Italien war das einzige Land, welches für ihr Rohrpostsystem eigene Briefmarken herausgegeben hat. Die erste Ausgabe erfolgte im April 1913 (Mi.Nr. 110), die letzte Rohrpostmarke wurde am 15. März 1966 ausgegeben (Mi.Nr. 1204). Im Jahre 1981 wurde der Rohrpostbetrieb eingestellt. Für vertiefende Informationen empfehle ich den folgenden Link:

http://de.wikipedia.org/wiki/Rohrpostnetze_in_Italien



Rohrpostbrief vom 8.5.1929 von Rom in die Schweiz. Aufgegeben im Hotel Flora (welches vermutlich über einen Rohrpostanschluss verfügte) wurde der Brief an das Hauptpostamt Rom zur weiteren Verarbeitung geschickt.
 
cartaphilos Am: 27.12.2014 10:58:16 Gelesen: 395156# 974 @  
@ Eiermann [#969]

Zum Thema Rohrpostversuchsstempel beim Postamt Berlin SW61 vielleicht noch ein paar hübsche Bildbelege:

Als Aufgabestempel 3 x auf und neben dem Wertstempel abgeschlagen - ein Versuchsstempel im wahrsten Sinne des Wortes (wohl 2 x danebengezielt):



Als Aufgabestempel 7x auf Brief abgeschlagen, was der absolute Rekord sein dürfte (alle sechs Marken getroffen und 1 x zu dokumentarischen Zwecken daneben):



Als Aufgabestempel auf Rohrpostkarte abgeschlagen:



Und last but not least: als Ankunftstempel vorderseitig auf Rohrpostkarte:



Und nun allen ein schönes Wochenende.
 
blaujacke Am: 29.01.2015 20:54:22 Gelesen: 388732# 975 @  
@ telosgraphein007 [#971]

Hier dann Beleg Nr. 8


Versuchsstempel BERLIN W 49 (R 30) vom 23.02.1885

und noch zwei von SW 61 (R 31)


Versuchsstempel BERLIN SW 61 (R 31) vom 11.04.1885 und vom 27.06.1885
 
Marcel Am: 11.03.2015 19:24:07 Gelesen: 381819# 976 @  
Von Kollege zu Kollege!

Lieber Kollege!
Sie vergessen wohl nicht,
mich morgen früh wenn
möglich 7 1/2 abzulösen.
Im voraus besten Dank & besten
Gruß Bräuninger


Rohrpost vom 25.12.1889



schöne Grüße
Marcel
 
blaujacke Am: 20.03.2015 13:04:08 Gelesen: 380803# 977 @  
Offensichtlich noch nicht erfaßter Stempel BERLIN.O./ 17/ c vom 6/10 85 (im KBHW Erstverwendungsdatum: 22.03.1886)

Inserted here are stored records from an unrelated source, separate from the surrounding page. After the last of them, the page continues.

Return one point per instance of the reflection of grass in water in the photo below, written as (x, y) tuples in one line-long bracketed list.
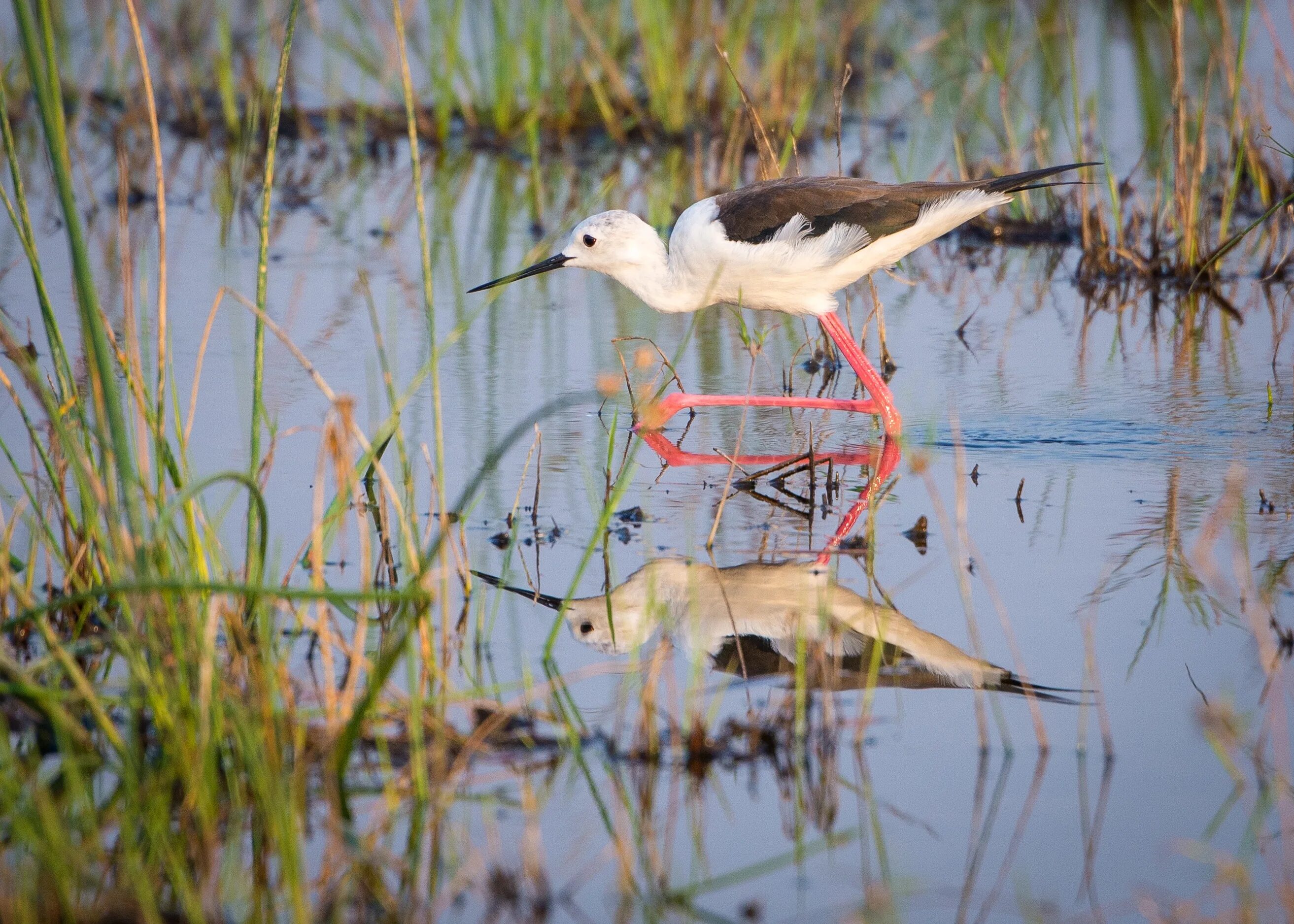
[(994, 86), (1161, 540)]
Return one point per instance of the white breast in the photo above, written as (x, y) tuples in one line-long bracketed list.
[(794, 272)]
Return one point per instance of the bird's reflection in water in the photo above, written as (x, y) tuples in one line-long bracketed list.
[(752, 620)]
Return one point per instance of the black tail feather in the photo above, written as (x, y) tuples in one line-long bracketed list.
[(1012, 684), (543, 599), (1016, 183)]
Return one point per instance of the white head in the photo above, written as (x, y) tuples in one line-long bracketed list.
[(617, 244)]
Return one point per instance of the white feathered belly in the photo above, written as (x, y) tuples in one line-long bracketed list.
[(797, 273)]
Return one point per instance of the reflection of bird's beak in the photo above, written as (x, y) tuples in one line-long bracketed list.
[(543, 599), (541, 267)]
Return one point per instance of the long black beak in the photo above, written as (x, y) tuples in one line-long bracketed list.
[(543, 599), (543, 267)]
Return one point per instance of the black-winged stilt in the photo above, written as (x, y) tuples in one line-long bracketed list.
[(782, 245)]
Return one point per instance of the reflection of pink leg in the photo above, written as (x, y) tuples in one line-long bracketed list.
[(884, 469), (655, 416), (882, 401), (673, 456), (867, 374)]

Ich stelle diesen Beleg mit seinen Stempel vor, weil er meines Wissens das bisher früheste Datum des Rohrpostanschlusses beim Postamt O 17 (R 21) dokumentiert. Absender ist die KÖN. NIEDERSCHL. MÄRK. EISENB. * TELEGR. STATION BERLIN *. Also handelte es sich vermutlich um ein Eisenbahntelegramm. Entsprechend dem Leitvermerk "19" ist daneben - wenn auch schwach - der Ankunftsstempel R 19, Zug 53, erkennbar. Bekanntlich wurde um den hier dargestellten Zeitpunkt herum der Anschluß des Rohrpostamtes Nr. 21 vom Ostbahnhof zum Schlesischen Bahnhof vorgenommen. Ich warte auf Belege früheren Datums!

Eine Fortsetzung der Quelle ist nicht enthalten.